But now that we better understand the real risks of Covid, and that vaccines are rolling out, might it be time to adjust our social mores?
Indoors is a different story. It’s clear that masks work, and that Covid thrives in contained spaces where people are breathing the same air. Masks remain necessary, and should be mandated, in the grocery store, on public transport, on airplanes and in airports, and anywhere else we’re inside. And given that Covid rates continue to climb, it’s absurd that we’re allowing indoor dining, drinking and event-attending, particularly among the unvaccinated.
Crowded outdoor events are also a bad idea without masks. A concert where revelers are pressed together and everyone is screaming and singing for hours is practically inviting infections. Two unvaccinated people sitting inches away from each other and talking at length are taking a risk, even if they are outside.
All other things being equal, though, outdoors is preferable to indoors.
Maybe we should do what so many liberals demand and follow the science instead of our political beliefs. The directives could be pretty simple: mask up indoors, in a crowd or at close distance. Don’t feel you have to if you’re outdoors and vaccinated, or outdoors and not getting close to anyone for more than a few seconds.
We are shifting toward a new normal, and that will be rocky — our social skills are rusty and our anxieties high. Simply being near strangers pitches many of us into hypervigilance. And we want to demonstrate that we are doing our part to protect our communities.
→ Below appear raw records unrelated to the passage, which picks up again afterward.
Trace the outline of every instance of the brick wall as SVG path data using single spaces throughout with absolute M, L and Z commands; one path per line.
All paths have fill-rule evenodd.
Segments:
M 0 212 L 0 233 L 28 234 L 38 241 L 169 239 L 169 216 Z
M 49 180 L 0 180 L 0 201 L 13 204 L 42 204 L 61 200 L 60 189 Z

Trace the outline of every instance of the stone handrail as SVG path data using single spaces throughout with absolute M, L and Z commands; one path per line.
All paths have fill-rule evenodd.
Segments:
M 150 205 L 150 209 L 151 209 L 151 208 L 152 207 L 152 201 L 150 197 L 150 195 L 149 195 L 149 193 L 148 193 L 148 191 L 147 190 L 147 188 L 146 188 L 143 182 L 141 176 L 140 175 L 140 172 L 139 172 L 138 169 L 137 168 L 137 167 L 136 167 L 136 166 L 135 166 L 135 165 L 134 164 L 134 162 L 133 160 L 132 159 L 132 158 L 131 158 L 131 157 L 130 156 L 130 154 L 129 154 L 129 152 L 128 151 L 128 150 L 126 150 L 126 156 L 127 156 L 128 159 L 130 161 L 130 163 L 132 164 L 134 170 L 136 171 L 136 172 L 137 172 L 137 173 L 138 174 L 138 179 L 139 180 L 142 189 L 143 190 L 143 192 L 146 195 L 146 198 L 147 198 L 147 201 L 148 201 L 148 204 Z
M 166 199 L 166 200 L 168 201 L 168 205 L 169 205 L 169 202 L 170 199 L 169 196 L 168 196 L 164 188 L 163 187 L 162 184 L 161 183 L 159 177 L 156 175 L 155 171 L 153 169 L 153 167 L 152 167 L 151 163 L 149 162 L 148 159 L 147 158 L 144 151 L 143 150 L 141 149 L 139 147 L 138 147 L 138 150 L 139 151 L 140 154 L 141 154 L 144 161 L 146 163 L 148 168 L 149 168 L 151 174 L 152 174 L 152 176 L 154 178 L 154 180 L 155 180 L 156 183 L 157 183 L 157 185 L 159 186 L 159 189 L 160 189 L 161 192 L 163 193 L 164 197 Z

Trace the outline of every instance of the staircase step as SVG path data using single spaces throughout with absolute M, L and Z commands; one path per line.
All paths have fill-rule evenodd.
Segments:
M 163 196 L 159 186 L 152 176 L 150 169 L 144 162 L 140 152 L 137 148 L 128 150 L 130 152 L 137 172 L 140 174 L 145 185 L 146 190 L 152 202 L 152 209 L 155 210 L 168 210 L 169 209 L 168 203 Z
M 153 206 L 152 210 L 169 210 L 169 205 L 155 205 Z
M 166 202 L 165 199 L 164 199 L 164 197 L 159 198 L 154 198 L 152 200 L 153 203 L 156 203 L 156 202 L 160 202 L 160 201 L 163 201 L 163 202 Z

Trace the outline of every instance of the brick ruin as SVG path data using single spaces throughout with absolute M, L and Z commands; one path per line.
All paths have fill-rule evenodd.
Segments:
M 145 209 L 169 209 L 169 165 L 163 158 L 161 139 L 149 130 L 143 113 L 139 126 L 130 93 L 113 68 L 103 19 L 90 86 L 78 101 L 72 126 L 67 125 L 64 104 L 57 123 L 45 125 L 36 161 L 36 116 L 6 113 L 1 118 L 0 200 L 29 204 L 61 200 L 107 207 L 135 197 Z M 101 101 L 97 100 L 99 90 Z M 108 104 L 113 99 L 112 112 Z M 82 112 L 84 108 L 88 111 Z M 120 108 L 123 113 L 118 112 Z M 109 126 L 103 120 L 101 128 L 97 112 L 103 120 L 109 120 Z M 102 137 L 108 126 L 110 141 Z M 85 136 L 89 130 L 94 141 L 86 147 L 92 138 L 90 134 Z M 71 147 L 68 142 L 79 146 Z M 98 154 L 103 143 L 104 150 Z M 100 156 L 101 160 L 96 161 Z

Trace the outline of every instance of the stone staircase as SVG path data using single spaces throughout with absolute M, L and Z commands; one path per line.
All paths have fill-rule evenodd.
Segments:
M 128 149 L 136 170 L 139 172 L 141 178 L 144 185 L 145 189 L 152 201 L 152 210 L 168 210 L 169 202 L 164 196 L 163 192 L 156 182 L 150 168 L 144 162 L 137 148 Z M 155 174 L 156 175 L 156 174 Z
But we can put a balanced public health perspective at the center of this readjustment, and trust that our fellow citizens know the difference between outside and in.
For the record, I’m still wearing my mask outside, because that is considerate behavior in my community.
But I’d love to reach a point where our mask-wearing norms more fully aligned with our values, and signaled that we believe in science and care about others — that we value their mental health and overall well-being, and that we trust their ability to distinguish between high and low risk.